Nothing says summer fun like a picnic or backyard barbecue. Although your child has diabetes, he can still enjoy the food and fun with a little extra effort and preparation.
“By planning ahead, practicing moderation and counting carbs, those with diabetes can still enjoy their favorite picnic foods,” said Danielle Dimengo, a registered dietitian in Akron Children’s center for diabetes and endocrinology.
One resource that can help is a book Dimengo gives her patients from the American Diabetes Association. The book – “Choose Your Foods: Food Lists for Diabetes” – tells how to count carbs in common foods like baked potato chips or combination foods like potato salad.

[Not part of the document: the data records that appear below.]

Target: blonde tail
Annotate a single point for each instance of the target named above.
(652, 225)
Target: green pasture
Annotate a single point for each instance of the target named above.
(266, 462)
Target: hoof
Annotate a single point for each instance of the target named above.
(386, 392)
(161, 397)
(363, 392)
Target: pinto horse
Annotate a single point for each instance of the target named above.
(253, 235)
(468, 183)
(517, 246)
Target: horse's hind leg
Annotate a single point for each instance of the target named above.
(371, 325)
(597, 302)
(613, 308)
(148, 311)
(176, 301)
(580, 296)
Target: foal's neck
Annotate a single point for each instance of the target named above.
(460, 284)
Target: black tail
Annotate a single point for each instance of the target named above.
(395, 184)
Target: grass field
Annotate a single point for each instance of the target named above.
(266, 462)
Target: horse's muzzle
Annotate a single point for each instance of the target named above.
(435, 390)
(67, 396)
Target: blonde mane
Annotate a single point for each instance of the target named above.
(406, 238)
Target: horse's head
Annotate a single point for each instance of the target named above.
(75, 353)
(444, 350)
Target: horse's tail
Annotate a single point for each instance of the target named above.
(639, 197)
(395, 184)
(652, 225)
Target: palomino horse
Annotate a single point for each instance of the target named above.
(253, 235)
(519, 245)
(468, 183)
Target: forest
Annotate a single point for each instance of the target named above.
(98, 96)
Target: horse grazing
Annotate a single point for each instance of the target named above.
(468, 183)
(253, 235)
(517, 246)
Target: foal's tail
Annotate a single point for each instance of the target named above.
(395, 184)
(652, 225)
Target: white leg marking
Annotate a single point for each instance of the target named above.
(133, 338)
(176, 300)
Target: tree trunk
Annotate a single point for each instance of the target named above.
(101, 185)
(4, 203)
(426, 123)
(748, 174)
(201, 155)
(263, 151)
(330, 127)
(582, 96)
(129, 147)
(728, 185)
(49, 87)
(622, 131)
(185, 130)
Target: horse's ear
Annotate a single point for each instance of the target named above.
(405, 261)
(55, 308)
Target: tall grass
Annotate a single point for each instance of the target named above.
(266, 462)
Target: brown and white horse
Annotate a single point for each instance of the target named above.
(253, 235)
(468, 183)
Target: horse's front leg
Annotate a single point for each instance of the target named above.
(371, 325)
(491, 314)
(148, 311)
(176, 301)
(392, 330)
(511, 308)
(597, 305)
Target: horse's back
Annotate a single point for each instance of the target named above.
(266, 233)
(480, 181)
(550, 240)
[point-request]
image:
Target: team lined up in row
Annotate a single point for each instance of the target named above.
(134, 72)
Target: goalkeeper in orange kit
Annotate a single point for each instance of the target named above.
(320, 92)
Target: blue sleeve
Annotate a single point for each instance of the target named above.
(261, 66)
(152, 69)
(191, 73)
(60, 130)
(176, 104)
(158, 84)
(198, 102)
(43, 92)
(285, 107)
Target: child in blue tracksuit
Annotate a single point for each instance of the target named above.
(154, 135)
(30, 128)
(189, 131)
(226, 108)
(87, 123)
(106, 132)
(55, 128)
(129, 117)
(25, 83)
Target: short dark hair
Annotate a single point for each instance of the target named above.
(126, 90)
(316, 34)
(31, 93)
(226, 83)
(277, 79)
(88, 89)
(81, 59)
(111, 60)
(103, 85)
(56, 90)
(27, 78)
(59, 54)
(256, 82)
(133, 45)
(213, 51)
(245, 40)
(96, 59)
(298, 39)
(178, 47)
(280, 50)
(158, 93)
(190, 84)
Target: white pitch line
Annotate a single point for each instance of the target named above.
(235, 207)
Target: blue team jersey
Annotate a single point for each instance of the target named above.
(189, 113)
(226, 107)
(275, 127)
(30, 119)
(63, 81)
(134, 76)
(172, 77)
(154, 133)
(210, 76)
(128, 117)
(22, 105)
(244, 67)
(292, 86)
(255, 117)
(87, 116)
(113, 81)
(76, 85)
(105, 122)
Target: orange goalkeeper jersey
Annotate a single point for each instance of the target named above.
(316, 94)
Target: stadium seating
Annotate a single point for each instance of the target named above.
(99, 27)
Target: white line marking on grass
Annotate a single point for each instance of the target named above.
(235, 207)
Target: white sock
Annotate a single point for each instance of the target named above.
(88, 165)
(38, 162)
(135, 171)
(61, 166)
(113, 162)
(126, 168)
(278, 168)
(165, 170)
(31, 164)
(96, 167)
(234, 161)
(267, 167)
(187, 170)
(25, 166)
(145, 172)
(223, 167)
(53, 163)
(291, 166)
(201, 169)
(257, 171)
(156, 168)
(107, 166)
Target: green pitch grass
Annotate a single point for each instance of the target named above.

Dimengo also recommends a couple of apps that can help you carb count on the go. The CalorieKing app allows you to search virtually any food to get the carb count per portion.

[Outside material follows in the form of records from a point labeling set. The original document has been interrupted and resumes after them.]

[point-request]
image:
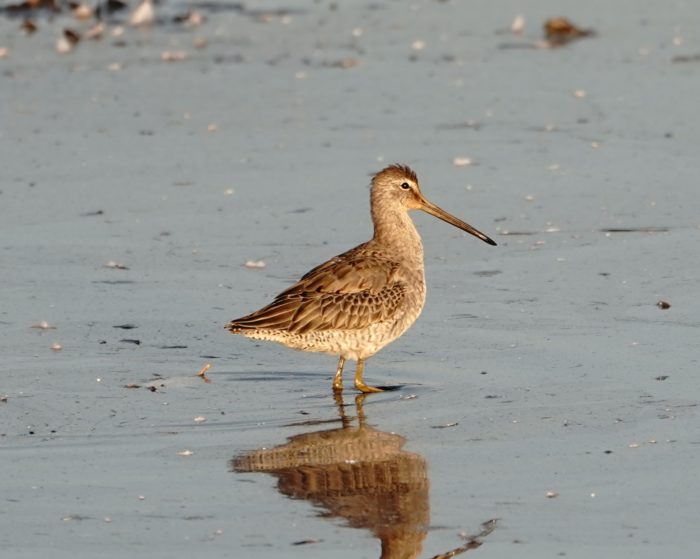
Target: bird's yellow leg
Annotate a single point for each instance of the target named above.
(361, 386)
(338, 379)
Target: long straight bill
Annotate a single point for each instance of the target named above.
(434, 210)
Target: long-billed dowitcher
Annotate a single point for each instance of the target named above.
(361, 300)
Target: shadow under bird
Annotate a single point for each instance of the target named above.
(361, 300)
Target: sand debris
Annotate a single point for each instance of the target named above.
(143, 15)
(203, 373)
(96, 31)
(462, 161)
(518, 25)
(173, 55)
(559, 31)
(28, 26)
(43, 325)
(116, 265)
(82, 12)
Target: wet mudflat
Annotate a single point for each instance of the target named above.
(161, 180)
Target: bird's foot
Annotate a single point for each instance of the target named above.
(362, 387)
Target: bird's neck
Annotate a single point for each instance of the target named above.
(395, 229)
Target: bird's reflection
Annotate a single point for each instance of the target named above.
(357, 473)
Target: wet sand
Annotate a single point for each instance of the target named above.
(542, 386)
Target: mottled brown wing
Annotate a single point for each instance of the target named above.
(349, 292)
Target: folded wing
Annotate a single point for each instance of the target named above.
(349, 292)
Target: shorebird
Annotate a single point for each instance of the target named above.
(359, 301)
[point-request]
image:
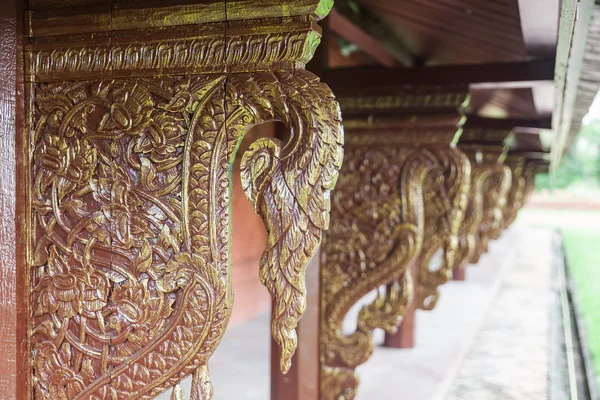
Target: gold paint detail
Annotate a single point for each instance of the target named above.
(131, 179)
(487, 200)
(185, 53)
(377, 230)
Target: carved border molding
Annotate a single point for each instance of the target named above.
(188, 50)
(129, 201)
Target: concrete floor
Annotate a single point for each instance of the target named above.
(486, 338)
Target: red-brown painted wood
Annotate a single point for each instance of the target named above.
(459, 274)
(12, 378)
(302, 381)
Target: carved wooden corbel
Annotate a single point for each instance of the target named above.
(135, 116)
(535, 163)
(516, 194)
(490, 185)
(402, 179)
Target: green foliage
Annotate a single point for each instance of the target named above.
(580, 165)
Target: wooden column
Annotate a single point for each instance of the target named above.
(401, 179)
(135, 114)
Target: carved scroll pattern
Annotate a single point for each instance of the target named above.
(376, 231)
(516, 195)
(494, 191)
(130, 270)
(445, 205)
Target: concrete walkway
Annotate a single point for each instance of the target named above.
(509, 357)
(486, 339)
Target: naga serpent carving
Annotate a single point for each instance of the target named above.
(376, 231)
(516, 196)
(445, 204)
(130, 222)
(494, 190)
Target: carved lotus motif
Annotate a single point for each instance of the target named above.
(51, 366)
(68, 289)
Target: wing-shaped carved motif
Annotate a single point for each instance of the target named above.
(446, 199)
(516, 195)
(495, 188)
(130, 270)
(376, 231)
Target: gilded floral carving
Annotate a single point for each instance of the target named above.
(378, 218)
(130, 270)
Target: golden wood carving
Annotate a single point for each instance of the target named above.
(516, 195)
(130, 271)
(490, 185)
(378, 222)
(490, 188)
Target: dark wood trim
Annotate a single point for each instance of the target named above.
(345, 28)
(507, 123)
(405, 337)
(350, 81)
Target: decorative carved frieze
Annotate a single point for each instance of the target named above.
(516, 195)
(401, 180)
(129, 206)
(490, 186)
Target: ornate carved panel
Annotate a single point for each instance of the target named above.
(516, 195)
(490, 186)
(130, 177)
(400, 177)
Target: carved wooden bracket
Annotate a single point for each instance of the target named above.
(402, 185)
(132, 137)
(516, 195)
(490, 185)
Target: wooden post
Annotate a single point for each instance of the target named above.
(405, 337)
(302, 381)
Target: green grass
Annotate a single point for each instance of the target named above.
(581, 232)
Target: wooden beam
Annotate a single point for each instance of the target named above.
(374, 28)
(352, 33)
(500, 75)
(302, 381)
(539, 24)
(507, 123)
(574, 23)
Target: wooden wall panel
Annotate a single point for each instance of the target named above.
(8, 288)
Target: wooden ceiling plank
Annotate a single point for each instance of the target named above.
(507, 123)
(423, 21)
(345, 28)
(517, 74)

With MyFitnessPal, you can enter recipes to get a breakdown of the total carbs.
She also offers these 6 tips for picnicking with diabetes:
1. Control portions.
If you feel comfortable, bring measuring utensils with you. If that’s not possible, your hand can serve as a guide. Your palm is equivalent to a 3 oz. serving of meat, a closed fist represents 1 cup of potato or macaroni salad, your thumb is approximately 1 tbsp. of salad dressing or condiments and an open palm is about a 2 oz. portion of snack food.
2. Fill up your child’s plate.
Choose from a variety of food groups so your child has a good mix of protein and carbohydrates. Be sure to select lots of fruits and vegetables and try to stay away from the bowls of chips and other snacks.
3. Have 1 big meal.
Rather than grazing all day, give your child her insulin before eating 1 big meal. Allow at least 2 hours before eating another carb-containing meal or snack.
4. Snack sensibly.
Typically food is available the entire time you’re at a cookout, so if your child wants a snack, make it a no-carb one, such as a hamburger patty with no bun. It’s also a good idea to bring your child’s own snacks, so you can be sure they contain 5 grams of carbs or less, such as string cheese, a hard-boiled egg, sugar-free gelatin or popsicles, celery with peanut butter, cucumbers or nuts.
5. Monitor blood sugars.
If your child will be especially active, such as swimming at a pool party or playing volleyball, she may need a carb-containing and protein-rich snack. Apple and peanut butter or half of a deli meat sandwich are good options. Check your child’s blood sugar level after eating and watch for signs of low blood sugar.
6. Focus on the fun.
It’s easy to focus on the food that’s being served at a picnic or barbeque, but there’s so much more for your child to enjoy – from summertime activities like swimming, volleyball or cornhole to playing with the other kids and spending time with family and friends.